Nowadays, you can’t turn on the radio or the television about hearing about some up-and-coming treatment or diet designed to help people shed extra pounds.
However, through all of this Weight Watchers (NYSE:WTW) has managed to remain a trusted name in what many consider to be a shifty business. Let’s take a look at this company and see how it fared after yesterday’s earnings announcement.
Company Overview
In 1963, a Brooklyn homemaker named Jean Nidetch devised a system that would help women manage their weight by eating smarter and gathering support from others. Just about 50 years later, Weight Watchers has grown into one of the world’s most recognized weight management services, with operations in over 30 countries.

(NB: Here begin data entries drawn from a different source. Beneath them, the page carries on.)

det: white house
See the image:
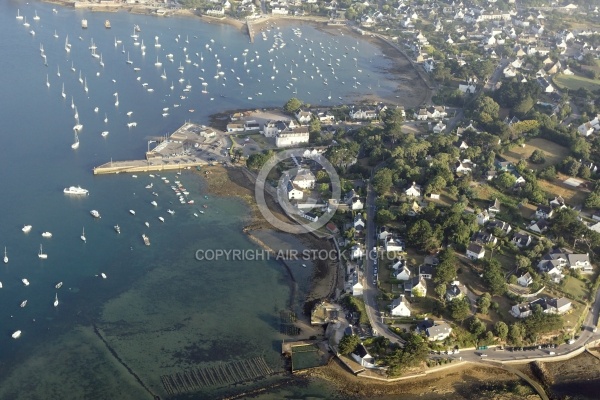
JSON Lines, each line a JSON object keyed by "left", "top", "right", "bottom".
{"left": 292, "top": 169, "right": 316, "bottom": 189}
{"left": 390, "top": 295, "right": 411, "bottom": 317}
{"left": 295, "top": 109, "right": 313, "bottom": 125}
{"left": 275, "top": 128, "right": 310, "bottom": 147}
{"left": 466, "top": 243, "right": 485, "bottom": 260}
{"left": 433, "top": 121, "right": 447, "bottom": 133}
{"left": 352, "top": 280, "right": 364, "bottom": 296}
{"left": 476, "top": 210, "right": 490, "bottom": 225}
{"left": 351, "top": 344, "right": 376, "bottom": 368}
{"left": 517, "top": 272, "right": 533, "bottom": 287}
{"left": 350, "top": 244, "right": 363, "bottom": 260}
{"left": 405, "top": 182, "right": 422, "bottom": 197}
{"left": 394, "top": 265, "right": 411, "bottom": 281}
{"left": 385, "top": 237, "right": 404, "bottom": 253}
{"left": 286, "top": 182, "right": 304, "bottom": 200}
{"left": 567, "top": 253, "right": 592, "bottom": 272}
{"left": 426, "top": 322, "right": 452, "bottom": 341}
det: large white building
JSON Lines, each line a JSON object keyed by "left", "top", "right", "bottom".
{"left": 275, "top": 128, "right": 309, "bottom": 147}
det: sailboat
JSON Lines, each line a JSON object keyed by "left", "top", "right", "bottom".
{"left": 74, "top": 106, "right": 79, "bottom": 120}
{"left": 3, "top": 247, "right": 7, "bottom": 264}
{"left": 78, "top": 70, "right": 83, "bottom": 84}
{"left": 99, "top": 53, "right": 104, "bottom": 67}
{"left": 16, "top": 9, "right": 23, "bottom": 20}
{"left": 328, "top": 91, "right": 331, "bottom": 100}
{"left": 81, "top": 227, "right": 86, "bottom": 242}
{"left": 84, "top": 77, "right": 88, "bottom": 93}
{"left": 155, "top": 56, "right": 162, "bottom": 67}
{"left": 38, "top": 244, "right": 47, "bottom": 259}
{"left": 126, "top": 52, "right": 133, "bottom": 65}
{"left": 65, "top": 35, "right": 71, "bottom": 53}
{"left": 53, "top": 293, "right": 59, "bottom": 307}
{"left": 114, "top": 93, "right": 119, "bottom": 106}
{"left": 71, "top": 131, "right": 79, "bottom": 149}
{"left": 61, "top": 83, "right": 66, "bottom": 99}
{"left": 104, "top": 113, "right": 108, "bottom": 123}
{"left": 33, "top": 11, "right": 40, "bottom": 21}
{"left": 46, "top": 74, "right": 50, "bottom": 88}
{"left": 71, "top": 96, "right": 75, "bottom": 109}
{"left": 73, "top": 114, "right": 83, "bottom": 132}
{"left": 57, "top": 65, "right": 60, "bottom": 77}
{"left": 54, "top": 30, "right": 59, "bottom": 39}
{"left": 161, "top": 69, "right": 167, "bottom": 79}
{"left": 71, "top": 61, "right": 75, "bottom": 72}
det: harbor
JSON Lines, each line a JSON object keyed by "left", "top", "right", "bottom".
{"left": 93, "top": 122, "right": 227, "bottom": 175}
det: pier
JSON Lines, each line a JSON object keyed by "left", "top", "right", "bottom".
{"left": 93, "top": 123, "right": 225, "bottom": 175}
{"left": 246, "top": 18, "right": 255, "bottom": 43}
{"left": 159, "top": 357, "right": 274, "bottom": 395}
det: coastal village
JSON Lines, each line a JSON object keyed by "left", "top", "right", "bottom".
{"left": 70, "top": 0, "right": 600, "bottom": 395}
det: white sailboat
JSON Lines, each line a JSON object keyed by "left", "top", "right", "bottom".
{"left": 78, "top": 70, "right": 83, "bottom": 84}
{"left": 84, "top": 77, "right": 88, "bottom": 93}
{"left": 57, "top": 65, "right": 60, "bottom": 77}
{"left": 33, "top": 11, "right": 40, "bottom": 21}
{"left": 54, "top": 30, "right": 59, "bottom": 39}
{"left": 38, "top": 244, "right": 47, "bottom": 259}
{"left": 16, "top": 9, "right": 23, "bottom": 20}
{"left": 81, "top": 227, "right": 86, "bottom": 242}
{"left": 99, "top": 53, "right": 104, "bottom": 67}
{"left": 61, "top": 83, "right": 66, "bottom": 99}
{"left": 46, "top": 74, "right": 50, "bottom": 88}
{"left": 104, "top": 113, "right": 108, "bottom": 123}
{"left": 53, "top": 293, "right": 59, "bottom": 307}
{"left": 71, "top": 61, "right": 75, "bottom": 72}
{"left": 126, "top": 52, "right": 133, "bottom": 65}
{"left": 155, "top": 56, "right": 162, "bottom": 67}
{"left": 114, "top": 93, "right": 119, "bottom": 106}
{"left": 71, "top": 96, "right": 75, "bottom": 109}
{"left": 20, "top": 300, "right": 27, "bottom": 308}
{"left": 65, "top": 35, "right": 71, "bottom": 53}
{"left": 71, "top": 131, "right": 79, "bottom": 149}
{"left": 3, "top": 247, "right": 7, "bottom": 264}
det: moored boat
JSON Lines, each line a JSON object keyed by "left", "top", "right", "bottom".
{"left": 64, "top": 186, "right": 89, "bottom": 195}
{"left": 105, "top": 20, "right": 111, "bottom": 29}
{"left": 114, "top": 225, "right": 121, "bottom": 234}
{"left": 142, "top": 234, "right": 150, "bottom": 246}
{"left": 90, "top": 210, "right": 101, "bottom": 218}
{"left": 22, "top": 225, "right": 32, "bottom": 233}
{"left": 82, "top": 19, "right": 88, "bottom": 29}
{"left": 12, "top": 330, "right": 21, "bottom": 339}
{"left": 42, "top": 232, "right": 52, "bottom": 238}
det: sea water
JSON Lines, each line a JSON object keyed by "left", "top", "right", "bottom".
{"left": 0, "top": 1, "right": 397, "bottom": 398}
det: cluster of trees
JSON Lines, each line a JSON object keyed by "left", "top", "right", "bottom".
{"left": 246, "top": 150, "right": 274, "bottom": 171}
{"left": 383, "top": 333, "right": 430, "bottom": 376}
{"left": 338, "top": 334, "right": 360, "bottom": 355}
{"left": 494, "top": 80, "right": 542, "bottom": 119}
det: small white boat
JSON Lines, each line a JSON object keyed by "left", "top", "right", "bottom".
{"left": 81, "top": 227, "right": 86, "bottom": 242}
{"left": 127, "top": 122, "right": 137, "bottom": 128}
{"left": 167, "top": 209, "right": 175, "bottom": 215}
{"left": 12, "top": 331, "right": 21, "bottom": 339}
{"left": 126, "top": 111, "right": 133, "bottom": 116}
{"left": 94, "top": 107, "right": 99, "bottom": 113}
{"left": 114, "top": 225, "right": 120, "bottom": 234}
{"left": 90, "top": 210, "right": 101, "bottom": 218}
{"left": 56, "top": 282, "right": 63, "bottom": 289}
{"left": 129, "top": 210, "right": 136, "bottom": 215}
{"left": 145, "top": 183, "right": 153, "bottom": 189}
{"left": 53, "top": 293, "right": 59, "bottom": 307}
{"left": 144, "top": 222, "right": 150, "bottom": 228}
{"left": 22, "top": 279, "right": 30, "bottom": 286}
{"left": 42, "top": 232, "right": 52, "bottom": 238}
{"left": 151, "top": 201, "right": 157, "bottom": 207}
{"left": 38, "top": 244, "right": 47, "bottom": 259}
{"left": 158, "top": 216, "right": 164, "bottom": 222}
{"left": 193, "top": 213, "right": 198, "bottom": 217}
{"left": 142, "top": 234, "right": 150, "bottom": 246}
{"left": 20, "top": 300, "right": 27, "bottom": 308}
{"left": 132, "top": 175, "right": 138, "bottom": 178}
{"left": 101, "top": 273, "right": 107, "bottom": 279}
{"left": 22, "top": 225, "right": 32, "bottom": 233}
{"left": 3, "top": 247, "right": 7, "bottom": 264}
{"left": 16, "top": 9, "right": 23, "bottom": 20}
{"left": 101, "top": 131, "right": 109, "bottom": 137}
{"left": 0, "top": 281, "right": 2, "bottom": 288}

In addition to holding traditional face-to-face meetings with other members, the company has also branched out to offer online-only services where members can track their habits and their progress. This company brings in over $1.8 billion in annual sales and employs 28,000 globally.
Industry Breakdown
There are 39 companies in the Personal Services Industry. Of those, Weight Watchers is a key player-with the third-largest market cap. This company also stands out in terms of long-term growth rate, which is the second highest in the industry. The company’s sales growth comes in at no. 5 while earnings growth is at no. 6.

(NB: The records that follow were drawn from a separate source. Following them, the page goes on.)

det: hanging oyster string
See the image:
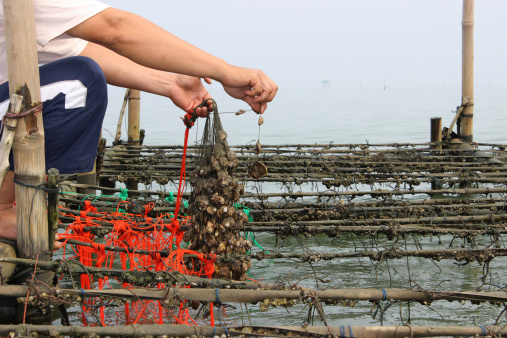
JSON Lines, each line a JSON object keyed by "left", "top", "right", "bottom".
{"left": 184, "top": 103, "right": 252, "bottom": 280}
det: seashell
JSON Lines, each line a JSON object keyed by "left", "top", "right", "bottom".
{"left": 235, "top": 219, "right": 244, "bottom": 229}
{"left": 222, "top": 185, "right": 231, "bottom": 195}
{"left": 227, "top": 150, "right": 237, "bottom": 161}
{"left": 189, "top": 171, "right": 198, "bottom": 184}
{"left": 255, "top": 140, "right": 261, "bottom": 155}
{"left": 228, "top": 158, "right": 238, "bottom": 168}
{"left": 235, "top": 109, "right": 247, "bottom": 116}
{"left": 220, "top": 174, "right": 232, "bottom": 186}
{"left": 258, "top": 116, "right": 264, "bottom": 126}
{"left": 227, "top": 207, "right": 235, "bottom": 217}
{"left": 206, "top": 220, "right": 215, "bottom": 233}
{"left": 211, "top": 193, "right": 225, "bottom": 205}
{"left": 242, "top": 262, "right": 248, "bottom": 272}
{"left": 231, "top": 178, "right": 239, "bottom": 189}
{"left": 246, "top": 260, "right": 252, "bottom": 270}
{"left": 218, "top": 130, "right": 228, "bottom": 141}
{"left": 247, "top": 161, "right": 268, "bottom": 179}
{"left": 240, "top": 272, "right": 247, "bottom": 281}
{"left": 238, "top": 183, "right": 245, "bottom": 195}
{"left": 207, "top": 205, "right": 217, "bottom": 215}
{"left": 245, "top": 240, "right": 253, "bottom": 251}
{"left": 217, "top": 205, "right": 228, "bottom": 217}
{"left": 229, "top": 236, "right": 237, "bottom": 246}
{"left": 182, "top": 229, "right": 193, "bottom": 243}
{"left": 219, "top": 156, "right": 229, "bottom": 168}
{"left": 218, "top": 242, "right": 226, "bottom": 254}
{"left": 219, "top": 225, "right": 226, "bottom": 233}
{"left": 226, "top": 245, "right": 233, "bottom": 254}
{"left": 217, "top": 170, "right": 226, "bottom": 180}
{"left": 214, "top": 144, "right": 225, "bottom": 156}
{"left": 212, "top": 159, "right": 221, "bottom": 171}
{"left": 217, "top": 266, "right": 229, "bottom": 279}
{"left": 223, "top": 217, "right": 235, "bottom": 228}
{"left": 210, "top": 247, "right": 217, "bottom": 254}
{"left": 231, "top": 189, "right": 240, "bottom": 202}
{"left": 205, "top": 233, "right": 216, "bottom": 246}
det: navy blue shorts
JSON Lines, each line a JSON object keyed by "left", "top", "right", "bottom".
{"left": 0, "top": 56, "right": 108, "bottom": 174}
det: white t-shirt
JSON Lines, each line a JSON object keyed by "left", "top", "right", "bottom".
{"left": 0, "top": 0, "right": 110, "bottom": 85}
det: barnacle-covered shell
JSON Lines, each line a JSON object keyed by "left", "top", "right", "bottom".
{"left": 220, "top": 174, "right": 232, "bottom": 186}
{"left": 255, "top": 140, "right": 261, "bottom": 155}
{"left": 217, "top": 205, "right": 228, "bottom": 217}
{"left": 227, "top": 150, "right": 237, "bottom": 161}
{"left": 206, "top": 220, "right": 215, "bottom": 233}
{"left": 207, "top": 205, "right": 217, "bottom": 215}
{"left": 218, "top": 130, "right": 228, "bottom": 141}
{"left": 247, "top": 161, "right": 268, "bottom": 179}
{"left": 218, "top": 242, "right": 226, "bottom": 254}
{"left": 223, "top": 217, "right": 235, "bottom": 228}
{"left": 258, "top": 116, "right": 264, "bottom": 126}
{"left": 211, "top": 193, "right": 225, "bottom": 205}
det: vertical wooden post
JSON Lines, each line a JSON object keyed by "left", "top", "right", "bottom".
{"left": 128, "top": 90, "right": 141, "bottom": 145}
{"left": 461, "top": 0, "right": 474, "bottom": 142}
{"left": 430, "top": 117, "right": 442, "bottom": 150}
{"left": 126, "top": 90, "right": 140, "bottom": 191}
{"left": 47, "top": 169, "right": 59, "bottom": 256}
{"left": 4, "top": 0, "right": 49, "bottom": 259}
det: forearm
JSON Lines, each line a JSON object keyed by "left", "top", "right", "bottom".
{"left": 68, "top": 8, "right": 229, "bottom": 82}
{"left": 79, "top": 42, "right": 174, "bottom": 97}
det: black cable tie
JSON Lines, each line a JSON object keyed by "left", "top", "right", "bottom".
{"left": 13, "top": 177, "right": 59, "bottom": 194}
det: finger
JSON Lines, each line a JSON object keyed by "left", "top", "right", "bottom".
{"left": 253, "top": 89, "right": 270, "bottom": 103}
{"left": 196, "top": 106, "right": 209, "bottom": 118}
{"left": 266, "top": 80, "right": 278, "bottom": 102}
{"left": 203, "top": 77, "right": 212, "bottom": 85}
{"left": 243, "top": 96, "right": 264, "bottom": 114}
{"left": 259, "top": 102, "right": 267, "bottom": 114}
{"left": 244, "top": 79, "right": 262, "bottom": 97}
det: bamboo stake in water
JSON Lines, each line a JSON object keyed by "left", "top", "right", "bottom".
{"left": 461, "top": 0, "right": 474, "bottom": 142}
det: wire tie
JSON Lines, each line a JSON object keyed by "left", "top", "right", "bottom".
{"left": 339, "top": 325, "right": 345, "bottom": 338}
{"left": 215, "top": 287, "right": 222, "bottom": 307}
{"left": 381, "top": 288, "right": 387, "bottom": 300}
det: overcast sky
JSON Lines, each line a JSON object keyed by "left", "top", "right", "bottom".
{"left": 100, "top": 1, "right": 507, "bottom": 89}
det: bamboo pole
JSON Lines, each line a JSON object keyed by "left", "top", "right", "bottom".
{"left": 127, "top": 90, "right": 141, "bottom": 145}
{"left": 0, "top": 94, "right": 22, "bottom": 187}
{"left": 430, "top": 117, "right": 442, "bottom": 150}
{"left": 4, "top": 0, "right": 49, "bottom": 260}
{"left": 113, "top": 88, "right": 130, "bottom": 144}
{"left": 46, "top": 169, "right": 59, "bottom": 255}
{"left": 461, "top": 0, "right": 474, "bottom": 142}
{"left": 0, "top": 324, "right": 505, "bottom": 338}
{"left": 126, "top": 89, "right": 140, "bottom": 191}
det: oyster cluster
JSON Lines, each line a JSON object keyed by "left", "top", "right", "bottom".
{"left": 184, "top": 130, "right": 252, "bottom": 280}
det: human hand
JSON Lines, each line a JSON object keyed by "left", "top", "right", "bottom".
{"left": 169, "top": 74, "right": 213, "bottom": 117}
{"left": 220, "top": 66, "right": 278, "bottom": 114}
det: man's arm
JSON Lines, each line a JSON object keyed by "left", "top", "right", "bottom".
{"left": 66, "top": 8, "right": 277, "bottom": 113}
{"left": 79, "top": 42, "right": 211, "bottom": 115}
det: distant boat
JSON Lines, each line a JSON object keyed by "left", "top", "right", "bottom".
{"left": 321, "top": 79, "right": 330, "bottom": 87}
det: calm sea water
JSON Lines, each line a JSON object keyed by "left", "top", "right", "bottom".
{"left": 104, "top": 85, "right": 507, "bottom": 146}
{"left": 59, "top": 85, "right": 507, "bottom": 328}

Weight Watchers also boasts a modest 0.9% dividend yield which is the ninth best in the industry. This company’s main competitors are Nutrisystem (NASDAQ:NTRI) and Ediets.com (NASDAQ:DIET). Of these, Weight Watchers trounces the competition in terms of sales growth and operating margin, and also has a slightly higher gross margin.
Earnings Buzz
After the closing bell on Wednesday, Weight Watchers grabbed headlines—but not in a good way. Shares of WTW plunged 18% on the news that the company missed the consensus earnings estimate of 78 cents per share. Due to difficult year-over-year comparisons and execution issues, the company’s profits declined 26% to $54.6 million, or 74 cents per share.
Over the same period, sales climbed 0.5% to $503.5 million, but also missed the $505.7 million consensus sales estimate. According to management, the company’s global sales are helping to drive overall top-line growth in the face of weaker volumes in North America and in the UK.

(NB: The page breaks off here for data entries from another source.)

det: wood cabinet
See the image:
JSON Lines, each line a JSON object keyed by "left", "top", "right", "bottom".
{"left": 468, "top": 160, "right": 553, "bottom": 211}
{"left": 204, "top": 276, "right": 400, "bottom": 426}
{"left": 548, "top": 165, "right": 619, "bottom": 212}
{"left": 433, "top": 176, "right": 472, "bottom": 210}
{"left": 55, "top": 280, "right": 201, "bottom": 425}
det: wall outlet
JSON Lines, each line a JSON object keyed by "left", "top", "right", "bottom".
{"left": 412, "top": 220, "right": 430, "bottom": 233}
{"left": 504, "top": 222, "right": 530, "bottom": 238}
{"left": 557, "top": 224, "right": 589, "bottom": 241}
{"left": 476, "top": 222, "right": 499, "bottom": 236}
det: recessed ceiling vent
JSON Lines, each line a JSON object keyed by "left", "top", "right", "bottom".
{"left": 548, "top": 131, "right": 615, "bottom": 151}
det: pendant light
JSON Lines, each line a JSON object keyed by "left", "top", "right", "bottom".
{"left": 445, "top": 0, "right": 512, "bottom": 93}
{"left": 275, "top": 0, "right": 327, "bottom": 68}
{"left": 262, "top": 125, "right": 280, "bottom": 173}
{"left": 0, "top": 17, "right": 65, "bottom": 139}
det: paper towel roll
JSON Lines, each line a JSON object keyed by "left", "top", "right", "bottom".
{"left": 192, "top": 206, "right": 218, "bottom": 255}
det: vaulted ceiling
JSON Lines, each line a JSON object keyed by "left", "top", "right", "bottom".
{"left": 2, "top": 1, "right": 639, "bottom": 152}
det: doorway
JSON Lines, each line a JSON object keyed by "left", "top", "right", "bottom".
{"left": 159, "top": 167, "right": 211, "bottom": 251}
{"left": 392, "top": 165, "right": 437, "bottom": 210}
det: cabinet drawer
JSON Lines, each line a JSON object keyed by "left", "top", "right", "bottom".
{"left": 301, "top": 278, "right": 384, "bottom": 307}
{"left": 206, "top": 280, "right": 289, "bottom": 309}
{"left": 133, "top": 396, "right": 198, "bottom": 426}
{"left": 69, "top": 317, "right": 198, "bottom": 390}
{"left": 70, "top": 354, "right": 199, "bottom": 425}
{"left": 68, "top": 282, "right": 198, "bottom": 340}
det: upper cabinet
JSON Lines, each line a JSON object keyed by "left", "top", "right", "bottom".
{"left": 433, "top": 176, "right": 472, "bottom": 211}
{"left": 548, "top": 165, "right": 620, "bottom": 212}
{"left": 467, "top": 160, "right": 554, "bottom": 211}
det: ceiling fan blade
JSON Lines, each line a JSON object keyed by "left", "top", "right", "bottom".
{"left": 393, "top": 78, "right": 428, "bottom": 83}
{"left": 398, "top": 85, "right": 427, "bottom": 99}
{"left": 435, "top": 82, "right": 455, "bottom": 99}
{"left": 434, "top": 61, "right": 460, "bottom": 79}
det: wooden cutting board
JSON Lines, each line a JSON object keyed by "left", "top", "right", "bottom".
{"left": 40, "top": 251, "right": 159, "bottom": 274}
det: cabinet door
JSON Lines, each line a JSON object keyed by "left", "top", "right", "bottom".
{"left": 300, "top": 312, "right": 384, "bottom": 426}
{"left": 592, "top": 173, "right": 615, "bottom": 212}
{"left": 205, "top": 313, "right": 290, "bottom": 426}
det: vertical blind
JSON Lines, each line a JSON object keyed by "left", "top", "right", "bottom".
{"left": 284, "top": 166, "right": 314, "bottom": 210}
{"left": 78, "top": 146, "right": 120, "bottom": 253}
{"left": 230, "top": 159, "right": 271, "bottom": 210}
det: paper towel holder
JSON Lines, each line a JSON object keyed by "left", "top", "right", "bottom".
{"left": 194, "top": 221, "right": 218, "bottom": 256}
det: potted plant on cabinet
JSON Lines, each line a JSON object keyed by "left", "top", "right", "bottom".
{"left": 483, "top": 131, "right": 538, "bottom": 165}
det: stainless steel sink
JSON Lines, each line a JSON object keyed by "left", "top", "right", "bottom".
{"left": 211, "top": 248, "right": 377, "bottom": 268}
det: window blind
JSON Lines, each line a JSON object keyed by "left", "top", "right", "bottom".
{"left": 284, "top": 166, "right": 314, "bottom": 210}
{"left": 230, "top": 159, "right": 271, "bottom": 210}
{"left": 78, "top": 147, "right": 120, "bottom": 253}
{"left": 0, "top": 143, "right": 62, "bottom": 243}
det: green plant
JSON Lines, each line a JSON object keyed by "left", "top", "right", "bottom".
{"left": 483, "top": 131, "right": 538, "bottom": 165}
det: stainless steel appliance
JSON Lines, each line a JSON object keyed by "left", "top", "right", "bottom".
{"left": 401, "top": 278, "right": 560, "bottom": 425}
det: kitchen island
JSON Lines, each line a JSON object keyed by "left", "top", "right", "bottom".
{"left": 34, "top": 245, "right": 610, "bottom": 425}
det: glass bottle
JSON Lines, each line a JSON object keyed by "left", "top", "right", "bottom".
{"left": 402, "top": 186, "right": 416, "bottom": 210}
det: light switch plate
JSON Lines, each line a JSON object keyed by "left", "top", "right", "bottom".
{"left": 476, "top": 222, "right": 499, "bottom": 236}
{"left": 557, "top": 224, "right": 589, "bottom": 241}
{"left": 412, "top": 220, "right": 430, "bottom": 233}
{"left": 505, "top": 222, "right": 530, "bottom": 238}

Looking forward, the company has boosted its 2012 earnings outlook from a range of $4.20 to $4.60 per share to a range of $4.60 to $4.80 per share. Nonetheless, this still falls below the Street view of $4.96 per share.
Current Ratings
Before you buy any stock, you should always run it through my free Portfolio Grader ratings system. Over the past 12 months, this stock stayed in buy territory, but was downgraded to a hold three weeks ago. Although this company’s fundamantals are relatively solid, especially in terms of analyst earnings revisions, Weight Watchers doesn’t have a strong track record of beating earnings surprises or return on equity.
What really makes this stock a hold is a recent drop in buying pressure. Overall, this is a C-rated stock.
Bottom Line: I recommend that you hold off on buying shares of this stock until buying pressure for WTW firms up.